Congratulations if you’ve made it this far in the blog post. I won’t keep you much longer:)

On Sunday after church I went back into the city for the St. Kilda festival. It’s a one week summer festival of food, drinking, and live music by the beach. I met up there with my friend Suzanne from Nova Scotia whom I met back in Sydney when I first arrived. We walked and talked and took in the sights and sounds of the festival, including one concert of a rap-artist Pez, who should probably stick to rapping and not singing, because then at least he’s got his sweet accent going for him:) After smoothies for dinner, we met up with Amanda Pushka and her friend who are fellow Canadians also travelling Australia right now. Amanda and I went to elementary school together for a few years! It was really cool to see her again!
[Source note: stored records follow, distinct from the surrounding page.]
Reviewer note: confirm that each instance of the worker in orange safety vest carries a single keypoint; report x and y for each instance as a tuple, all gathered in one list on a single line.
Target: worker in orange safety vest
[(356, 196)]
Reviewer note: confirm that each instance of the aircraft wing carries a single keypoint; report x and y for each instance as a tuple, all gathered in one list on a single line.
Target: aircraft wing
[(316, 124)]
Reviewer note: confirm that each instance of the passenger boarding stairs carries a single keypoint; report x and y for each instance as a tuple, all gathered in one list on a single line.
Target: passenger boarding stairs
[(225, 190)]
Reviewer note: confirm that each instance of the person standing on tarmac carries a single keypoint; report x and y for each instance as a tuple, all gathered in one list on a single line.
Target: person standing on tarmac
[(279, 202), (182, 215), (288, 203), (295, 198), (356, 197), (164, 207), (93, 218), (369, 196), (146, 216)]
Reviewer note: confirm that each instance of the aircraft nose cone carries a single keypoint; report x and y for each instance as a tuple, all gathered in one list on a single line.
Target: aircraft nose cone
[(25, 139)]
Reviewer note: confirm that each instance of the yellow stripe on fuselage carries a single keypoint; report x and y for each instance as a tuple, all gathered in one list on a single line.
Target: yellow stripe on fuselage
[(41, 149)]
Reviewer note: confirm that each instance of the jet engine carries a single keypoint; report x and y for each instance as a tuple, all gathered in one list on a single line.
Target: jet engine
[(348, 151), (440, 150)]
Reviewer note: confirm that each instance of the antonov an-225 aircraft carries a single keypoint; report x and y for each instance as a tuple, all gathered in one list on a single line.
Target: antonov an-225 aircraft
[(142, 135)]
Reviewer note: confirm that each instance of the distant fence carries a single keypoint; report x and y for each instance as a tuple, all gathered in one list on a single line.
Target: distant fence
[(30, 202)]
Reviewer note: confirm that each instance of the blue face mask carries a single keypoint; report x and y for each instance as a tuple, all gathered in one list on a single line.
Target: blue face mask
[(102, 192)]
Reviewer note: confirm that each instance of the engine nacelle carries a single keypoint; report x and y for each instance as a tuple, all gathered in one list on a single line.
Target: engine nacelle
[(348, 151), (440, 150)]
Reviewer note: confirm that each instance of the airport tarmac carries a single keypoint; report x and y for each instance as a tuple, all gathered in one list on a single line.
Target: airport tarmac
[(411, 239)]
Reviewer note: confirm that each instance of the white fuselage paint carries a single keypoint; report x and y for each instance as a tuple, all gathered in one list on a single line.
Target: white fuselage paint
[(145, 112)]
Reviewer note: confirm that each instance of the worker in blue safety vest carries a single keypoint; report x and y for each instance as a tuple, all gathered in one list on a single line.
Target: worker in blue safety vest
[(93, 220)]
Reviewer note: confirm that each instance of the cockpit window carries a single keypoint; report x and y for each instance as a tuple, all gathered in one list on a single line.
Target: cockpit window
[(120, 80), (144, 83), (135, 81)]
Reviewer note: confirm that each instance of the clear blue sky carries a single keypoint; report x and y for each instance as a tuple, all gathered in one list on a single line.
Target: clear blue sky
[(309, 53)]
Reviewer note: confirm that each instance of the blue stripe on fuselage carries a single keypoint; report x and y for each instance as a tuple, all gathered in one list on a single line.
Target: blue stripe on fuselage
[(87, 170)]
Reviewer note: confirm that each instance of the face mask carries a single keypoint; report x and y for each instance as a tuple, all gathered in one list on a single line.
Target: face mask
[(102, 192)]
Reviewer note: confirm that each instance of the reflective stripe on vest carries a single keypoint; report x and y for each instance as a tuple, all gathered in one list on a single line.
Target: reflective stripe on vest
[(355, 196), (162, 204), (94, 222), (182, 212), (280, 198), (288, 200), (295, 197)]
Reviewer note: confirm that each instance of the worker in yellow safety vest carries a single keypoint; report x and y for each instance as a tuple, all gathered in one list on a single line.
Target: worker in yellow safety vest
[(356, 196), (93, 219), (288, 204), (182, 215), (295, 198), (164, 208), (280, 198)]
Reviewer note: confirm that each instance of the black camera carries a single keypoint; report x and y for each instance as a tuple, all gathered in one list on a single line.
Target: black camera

There is so much more I could tell you about, like the funky lady who took me out for lunch after church last week, or the lady I met on a train who was wearing dark glasses because she just got her eyelids “done” as a treat to her 50 something year old body :/ or the three and a half hour walking tour I did of the city where learned all about Ned Kelly and so many other facts I maybe didn’t need to know about Melbourne. But I will save more stories for next time.

Thank you for reading, friends and family. I hope and pray you’re surviving the cold winter storm if you’re in that part of the world.